Wie das Telekommunikationsunternehmen Vodafone auf Anfrage mitteilte, rauschten zum Jahreswechsel zwischen 20 Uhr und 3 Uhr morgens 16.000 Terabyte Daten durch seine Leitungen in die Häuser - und damit fast 50 Prozent mehr als im Vorjahreszeitraum.

Das Datenvolumen wächst seit Jahren, unter anderem wegen aufwendigerer Anwendungen und hochauflösenderen Fotos und Videos. Allerdings lag der Anstieg bei Vodafone in den Vorjahren nur bei 20 bis 30 Prozent - nun war das Datenwachstum also außergewöhnlich hoch.

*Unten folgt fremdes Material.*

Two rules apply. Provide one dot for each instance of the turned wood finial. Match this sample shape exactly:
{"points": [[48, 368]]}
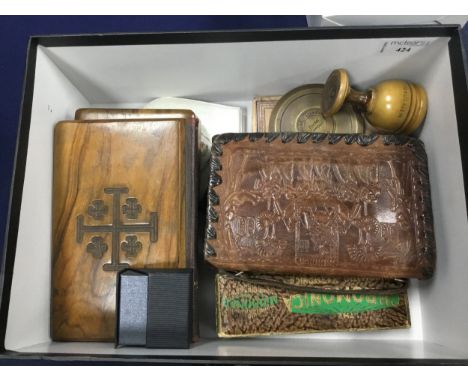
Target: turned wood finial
{"points": [[392, 106]]}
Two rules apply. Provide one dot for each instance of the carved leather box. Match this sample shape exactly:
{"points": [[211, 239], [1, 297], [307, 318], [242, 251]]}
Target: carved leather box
{"points": [[319, 204], [124, 195], [259, 305]]}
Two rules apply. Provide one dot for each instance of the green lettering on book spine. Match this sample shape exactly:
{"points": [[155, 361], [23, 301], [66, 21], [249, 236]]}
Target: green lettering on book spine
{"points": [[313, 303]]}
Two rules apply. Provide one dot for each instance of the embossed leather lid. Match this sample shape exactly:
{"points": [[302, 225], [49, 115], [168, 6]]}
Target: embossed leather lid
{"points": [[336, 205]]}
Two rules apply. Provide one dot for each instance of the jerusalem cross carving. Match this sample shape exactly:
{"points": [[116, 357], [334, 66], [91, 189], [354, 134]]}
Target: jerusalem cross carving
{"points": [[131, 246]]}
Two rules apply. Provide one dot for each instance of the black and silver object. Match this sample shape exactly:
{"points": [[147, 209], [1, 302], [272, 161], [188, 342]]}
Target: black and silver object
{"points": [[154, 308]]}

Der Grund hierfür waren den Angaben zufolge die Corona-Einschränkungen. "Die Menschen waren in der Silvesternacht weniger unterwegs als sonst", sagt Vodafone-Technikchef Gerhard Mack. "Weil die meisten von uns den Start ins neue Jahr im ganz kleinen Kreis zu Hause feierten, gab es ein Datenfeuerwerk vor allem im Festnetz." Viele Menschen hätten Filme gestreamt und virtuell per Videocall aus dem heimischen WLAN mit Verwandten und Freunden auf das neue Jahr angestoßen.

Auch im Mobilfunk gab es einen Datenanstieg, der fiel allerdings relativ schwach aus - hier lag das Volumenplus bei Vodafone nur bei 28 Prozent, nachdem es in den Vorjahren stets mehr als 40 Prozent waren. Das lag aus Sicht von Vodafone daran, dass nur wenige Menschen zum Jahreswechsel draußen waren und die meisten Menschen zu Hause per W-Lan mit dem Festnetz-Internet verbunden waren.

Warum fiel der Mobilfunk-Anstieg dennoch zweistellig aus? Vodafone begründet das damit, dass zum einen die Anwendungen datenintensiver geworden seien. Zum anderen surften viele Menschen auch daheim über eine Mobilfunk-Verbindung im Internet, dies vor allem auf dem Land.

Die Zahl der Mobilfunk-Telefonate blieb bei der Deutschland-Tochter eines britischen Konzerns in der ersten Stunde des neuen Jahres mit neun Millionen Anrufen gleich hoch wie im Vorjahr. Die Zahl der Video-Calls, die zu steigendem Festnetz-Datenvolumen geführt haben, ist nach Lesart von Vodafone hingegen deutlich gestiegen.

Vodafone gehört mit Telefónica (O2) und der Deutschen Telekom zu den drei deutschen Mobilfunk-Netzbetreibern. Telefónica teilt mit, dass auch bei ihnen der Anstieg der Datennutzung im Mobilfunknetz aufgrund der Corona-Beschränkungen moderater ausgefallen sei als noch in den Vorjahren. "Dies führen wir vor allem darauf zurück, dass aufgrund weniger ausgelassener Silvester-Feierlichkeiten auch weniger soziale Medien von unterwegs genutzt wurden, etwa für Up- und Download von Bildern und Videos der Silvester-Feiern", sagt ein Sprecher. Auffällig sei, dass es in der ersten Stunde des neuen Jahres zwar weniger Anrufe im O2-Mobilfunknetz gegeben habe, diese seien aber länger gewesen. Absolute Zahlen nannte der Sprecher nicht.